A telling feature of the environment we face is that positive news no longer sticks. Wal-Mart published July same-store sale growth of 2.4%. Only nine months ago, such paltry growth would have sent shares of WMT and its peers reeling. Given growing consumer woes, 2.4% was celebrated and initially sent WMT shares up 1%. By the end of the session, Wal-Mart gave it all back. Target also opened higher, but then sold off sharply to close down 1%. Higher-end retailers such as JC Penney and Nordstrom both saw 3% gains whittled away.
Perhaps the recent rally stood in their way. There is no doubt that equities have lost their near-term upward momentum. In fact, I had the distinct impression from today's action that stocks wanted to move down, but were likely supported by end-of-month tape painting. If true, we could see some heavy action tomorrow. End-of-month shenanigans usually take equities solidly higher, and momentum carries them higher for the first several days of the following month. If the big boys had to fight just to keep the tape even, we can forget about follow-thru.
I'm not sure how much downside could be experienced ahead of next week's Fed meeting.

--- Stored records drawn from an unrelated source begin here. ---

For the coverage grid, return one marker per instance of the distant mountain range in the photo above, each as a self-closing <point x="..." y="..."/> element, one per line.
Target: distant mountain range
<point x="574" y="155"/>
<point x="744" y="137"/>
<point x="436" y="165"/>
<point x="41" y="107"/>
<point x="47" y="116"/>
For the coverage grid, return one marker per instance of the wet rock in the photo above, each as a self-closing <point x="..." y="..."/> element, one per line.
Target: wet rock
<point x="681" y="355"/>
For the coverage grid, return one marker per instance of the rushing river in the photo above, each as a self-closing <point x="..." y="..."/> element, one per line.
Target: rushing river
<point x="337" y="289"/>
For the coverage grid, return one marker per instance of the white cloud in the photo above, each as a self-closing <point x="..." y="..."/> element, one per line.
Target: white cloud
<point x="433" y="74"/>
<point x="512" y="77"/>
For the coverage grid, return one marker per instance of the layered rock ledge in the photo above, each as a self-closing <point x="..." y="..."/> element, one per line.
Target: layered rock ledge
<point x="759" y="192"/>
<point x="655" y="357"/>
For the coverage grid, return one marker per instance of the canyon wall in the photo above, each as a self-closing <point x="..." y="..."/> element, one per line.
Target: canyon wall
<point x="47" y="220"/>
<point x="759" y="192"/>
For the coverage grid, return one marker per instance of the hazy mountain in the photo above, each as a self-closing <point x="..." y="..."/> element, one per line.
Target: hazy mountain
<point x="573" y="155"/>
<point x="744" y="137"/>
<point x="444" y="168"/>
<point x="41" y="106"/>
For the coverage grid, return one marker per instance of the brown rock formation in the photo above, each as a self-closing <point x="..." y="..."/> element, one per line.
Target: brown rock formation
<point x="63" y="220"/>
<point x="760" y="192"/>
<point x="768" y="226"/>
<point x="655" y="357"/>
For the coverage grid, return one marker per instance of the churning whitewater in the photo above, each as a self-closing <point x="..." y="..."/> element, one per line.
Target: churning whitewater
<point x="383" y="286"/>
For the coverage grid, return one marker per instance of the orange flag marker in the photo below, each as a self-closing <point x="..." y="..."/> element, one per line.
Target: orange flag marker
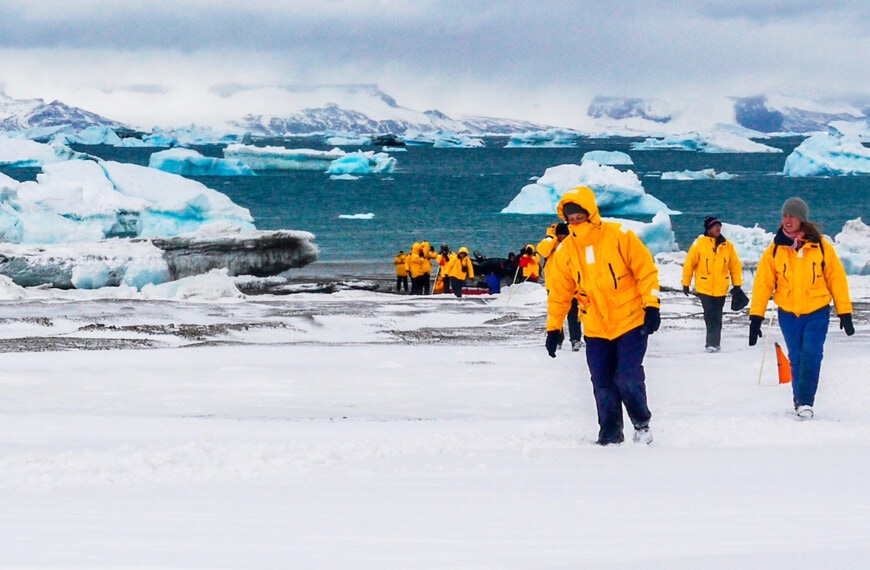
<point x="783" y="365"/>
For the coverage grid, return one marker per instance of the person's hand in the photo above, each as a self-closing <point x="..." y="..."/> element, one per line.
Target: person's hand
<point x="846" y="323"/>
<point x="554" y="339"/>
<point x="754" y="329"/>
<point x="652" y="319"/>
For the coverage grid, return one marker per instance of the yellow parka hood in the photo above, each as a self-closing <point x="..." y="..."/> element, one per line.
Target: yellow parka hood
<point x="584" y="197"/>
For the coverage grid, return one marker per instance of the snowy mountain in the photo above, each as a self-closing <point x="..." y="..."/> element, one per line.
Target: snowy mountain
<point x="363" y="109"/>
<point x="28" y="114"/>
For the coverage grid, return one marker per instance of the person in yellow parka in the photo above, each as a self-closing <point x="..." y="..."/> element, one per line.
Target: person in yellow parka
<point x="530" y="263"/>
<point x="614" y="277"/>
<point x="401" y="263"/>
<point x="417" y="263"/>
<point x="548" y="247"/>
<point x="428" y="256"/>
<point x="802" y="271"/>
<point x="458" y="269"/>
<point x="715" y="265"/>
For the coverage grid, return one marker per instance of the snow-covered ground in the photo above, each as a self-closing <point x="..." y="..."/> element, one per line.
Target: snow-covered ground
<point x="369" y="430"/>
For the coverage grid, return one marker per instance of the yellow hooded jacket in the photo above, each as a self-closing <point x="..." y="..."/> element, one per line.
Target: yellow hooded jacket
<point x="417" y="262"/>
<point x="801" y="281"/>
<point x="530" y="264"/>
<point x="714" y="267"/>
<point x="611" y="270"/>
<point x="460" y="267"/>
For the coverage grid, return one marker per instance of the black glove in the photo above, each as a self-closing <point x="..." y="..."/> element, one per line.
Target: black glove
<point x="554" y="339"/>
<point x="739" y="300"/>
<point x="651" y="320"/>
<point x="754" y="329"/>
<point x="846" y="323"/>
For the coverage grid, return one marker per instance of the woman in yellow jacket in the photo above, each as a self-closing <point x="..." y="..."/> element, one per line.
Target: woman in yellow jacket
<point x="401" y="263"/>
<point x="530" y="262"/>
<point x="804" y="274"/>
<point x="458" y="269"/>
<point x="616" y="283"/>
<point x="547" y="248"/>
<point x="714" y="263"/>
<point x="417" y="266"/>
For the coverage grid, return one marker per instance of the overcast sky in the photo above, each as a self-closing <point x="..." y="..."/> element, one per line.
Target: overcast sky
<point x="534" y="59"/>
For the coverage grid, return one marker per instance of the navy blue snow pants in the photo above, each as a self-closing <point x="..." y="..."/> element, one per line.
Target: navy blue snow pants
<point x="805" y="340"/>
<point x="618" y="379"/>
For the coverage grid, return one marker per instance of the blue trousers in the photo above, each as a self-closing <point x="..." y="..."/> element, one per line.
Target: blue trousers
<point x="805" y="340"/>
<point x="618" y="379"/>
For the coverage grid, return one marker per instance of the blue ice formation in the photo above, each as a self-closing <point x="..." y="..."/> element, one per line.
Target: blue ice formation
<point x="609" y="157"/>
<point x="718" y="141"/>
<point x="550" y="138"/>
<point x="441" y="139"/>
<point x="360" y="162"/>
<point x="83" y="200"/>
<point x="22" y="153"/>
<point x="704" y="174"/>
<point x="188" y="162"/>
<point x="280" y="158"/>
<point x="658" y="235"/>
<point x="618" y="193"/>
<point x="828" y="155"/>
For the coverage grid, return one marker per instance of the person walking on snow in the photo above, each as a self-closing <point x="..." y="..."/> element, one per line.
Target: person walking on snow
<point x="714" y="263"/>
<point x="613" y="276"/>
<point x="458" y="269"/>
<point x="802" y="271"/>
<point x="401" y="263"/>
<point x="547" y="248"/>
<point x="530" y="264"/>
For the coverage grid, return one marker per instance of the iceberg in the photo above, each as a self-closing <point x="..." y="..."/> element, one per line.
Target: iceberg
<point x="368" y="216"/>
<point x="83" y="200"/>
<point x="441" y="139"/>
<point x="360" y="162"/>
<point x="550" y="138"/>
<point x="618" y="193"/>
<point x="612" y="158"/>
<point x="188" y="162"/>
<point x="828" y="155"/>
<point x="705" y="174"/>
<point x="657" y="235"/>
<point x="280" y="158"/>
<point x="718" y="141"/>
<point x="22" y="153"/>
<point x="853" y="247"/>
<point x="140" y="262"/>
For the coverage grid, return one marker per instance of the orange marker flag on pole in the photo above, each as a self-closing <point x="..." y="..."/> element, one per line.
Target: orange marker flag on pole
<point x="783" y="365"/>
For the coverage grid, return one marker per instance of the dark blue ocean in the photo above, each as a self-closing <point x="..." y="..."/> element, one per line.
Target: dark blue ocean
<point x="454" y="196"/>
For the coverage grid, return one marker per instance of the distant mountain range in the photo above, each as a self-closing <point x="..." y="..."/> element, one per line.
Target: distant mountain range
<point x="366" y="110"/>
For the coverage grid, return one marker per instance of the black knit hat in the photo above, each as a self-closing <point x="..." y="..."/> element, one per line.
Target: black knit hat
<point x="711" y="221"/>
<point x="797" y="208"/>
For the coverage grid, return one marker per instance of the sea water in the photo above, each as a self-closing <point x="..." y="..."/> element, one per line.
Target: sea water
<point x="455" y="196"/>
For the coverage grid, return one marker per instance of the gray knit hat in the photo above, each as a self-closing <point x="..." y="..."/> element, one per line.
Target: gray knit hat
<point x="797" y="208"/>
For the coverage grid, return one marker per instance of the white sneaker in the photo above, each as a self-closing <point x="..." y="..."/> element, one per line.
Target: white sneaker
<point x="642" y="435"/>
<point x="803" y="413"/>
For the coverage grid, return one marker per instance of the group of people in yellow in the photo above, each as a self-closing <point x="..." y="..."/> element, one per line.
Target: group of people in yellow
<point x="454" y="268"/>
<point x="606" y="271"/>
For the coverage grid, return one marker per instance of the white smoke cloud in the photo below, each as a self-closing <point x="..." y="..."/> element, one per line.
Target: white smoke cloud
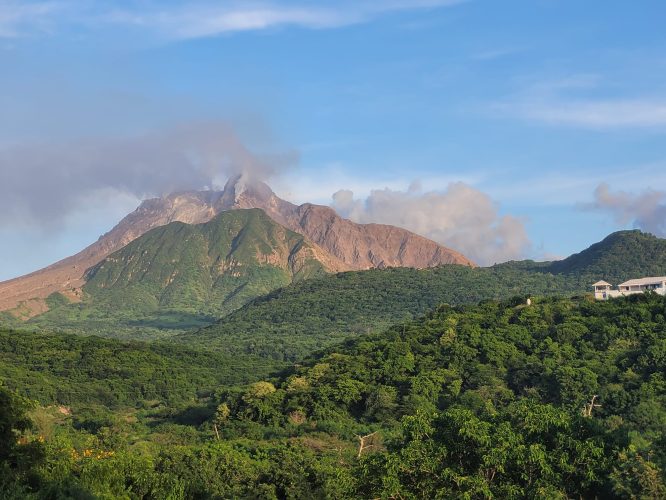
<point x="646" y="210"/>
<point x="43" y="184"/>
<point x="460" y="217"/>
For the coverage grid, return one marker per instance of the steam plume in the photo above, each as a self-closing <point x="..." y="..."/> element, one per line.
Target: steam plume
<point x="460" y="217"/>
<point x="646" y="210"/>
<point x="44" y="183"/>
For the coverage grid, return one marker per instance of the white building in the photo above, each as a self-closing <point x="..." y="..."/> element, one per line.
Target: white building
<point x="604" y="291"/>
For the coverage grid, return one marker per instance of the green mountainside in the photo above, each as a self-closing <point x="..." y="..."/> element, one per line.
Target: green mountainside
<point x="289" y="323"/>
<point x="180" y="276"/>
<point x="563" y="398"/>
<point x="618" y="257"/>
<point x="292" y="322"/>
<point x="90" y="371"/>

Futures markets continue to lower expectations of a rate hike, now placing chances under 30%. I nevertheless maintain an expectation for a rate hike. Fancy guesswork aside, it just seems practical for the Fed to keep raising until faced with a crisis. Either way, I intend to build up my shorts going into the meeting. Though a pause may produce a pop, I would expect it to be mild and short, followed by heavy selling. Another hike would be followed by immediate selling. August is seasonally a nasty month for equities, and the way things are setting up, I see no reason for 2006 to break from tradition.